Most of the time, though, I prefer to take care of myself. Case in point: the only time I ever had to take Plan B, I happened to be in Las Vegas without my car, and it was the height of summer and I had to walk to not one but TWO drugstores in the hundred-degree sunshine to ultimately locate it at a pharmacy in the middle of a retirement community, where the unfairly attractive pharmacist felt the need to repeat my request audibly in front of a lot of obviously judgmental old biddies. That was a character-building experience that I wouldn’t have undergone had I subjected myself to the indignities of best friendship as delineated by Thought Catalog. I also assemble a lot of furniture on my own because I’m not willing to call anyone else to help me. (This has the unfortunate consequence of my apartment being somewhat of a structural hazard. I should probably rethink this particular commitment to independence.)
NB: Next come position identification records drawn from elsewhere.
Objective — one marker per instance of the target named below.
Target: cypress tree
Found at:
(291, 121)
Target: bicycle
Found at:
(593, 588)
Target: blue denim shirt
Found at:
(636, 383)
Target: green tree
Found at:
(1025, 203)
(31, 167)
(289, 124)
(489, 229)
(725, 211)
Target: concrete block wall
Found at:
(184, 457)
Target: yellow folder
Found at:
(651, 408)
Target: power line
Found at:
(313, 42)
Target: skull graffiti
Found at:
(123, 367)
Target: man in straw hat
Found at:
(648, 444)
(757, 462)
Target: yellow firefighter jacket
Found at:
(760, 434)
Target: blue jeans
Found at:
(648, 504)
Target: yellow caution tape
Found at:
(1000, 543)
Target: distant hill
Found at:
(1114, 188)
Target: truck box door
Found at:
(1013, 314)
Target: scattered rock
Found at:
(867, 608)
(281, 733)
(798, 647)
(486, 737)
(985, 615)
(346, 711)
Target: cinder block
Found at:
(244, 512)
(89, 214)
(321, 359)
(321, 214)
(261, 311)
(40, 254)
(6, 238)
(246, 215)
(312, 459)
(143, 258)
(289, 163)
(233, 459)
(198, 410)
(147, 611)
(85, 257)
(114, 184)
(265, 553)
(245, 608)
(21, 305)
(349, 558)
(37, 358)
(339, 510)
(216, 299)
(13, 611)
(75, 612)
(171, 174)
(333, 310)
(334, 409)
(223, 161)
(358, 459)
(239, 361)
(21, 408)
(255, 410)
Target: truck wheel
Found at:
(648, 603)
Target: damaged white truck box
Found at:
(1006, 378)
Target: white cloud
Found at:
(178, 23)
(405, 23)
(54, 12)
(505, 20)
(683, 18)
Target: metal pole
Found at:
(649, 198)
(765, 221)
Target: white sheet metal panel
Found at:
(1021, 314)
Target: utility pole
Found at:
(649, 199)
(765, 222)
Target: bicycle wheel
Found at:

Much more than best friendship, I value meaningful social interaction with whoever is in my life at a given moment. Little pleases me more than conversation over a languorous meal with someone who lives an interesting life, whether that’s my boyfriend or one of my rotating cast of best friends or someone I haven’t seen in months or years. To me, friendship is about sharing the human experience, not about competing to be somebody’s one and only by—by what, precisely? By letting them call you at four in the morning because they can’t handle their own shit? When I’m a mess, I prostrate myself on the floor and cry. The floor is my best friend. The floor doesn’t let me down and I don’t have to hold the floor’s hair back when it drinks too much or help the floor select matches on Tinder.
I am lucky to have a rich and wide social life that spans multiple states and even continents. I have friends who provide me with invaluable social and emotional support and a boyfriend who fixes my poorly built furniture and a mother who had the good sense to ground me when I got caught drinking underage at a roller disco-themed party in a stranger’s backyard. But I am too selfish to commit myself to being anyone’s best friend. Does this make me inferior to the kind of people who are selfless and kind and willing to pick up the phone at four in the morning to lend balm to someone in need? Maybe, but I like the way I live and I like the way I interact with people. I’ve been accused of holding people at arm’s length and perhaps that’s true, but if you ask me, arm’s length is a perfectly comfortable and fulfilling distance.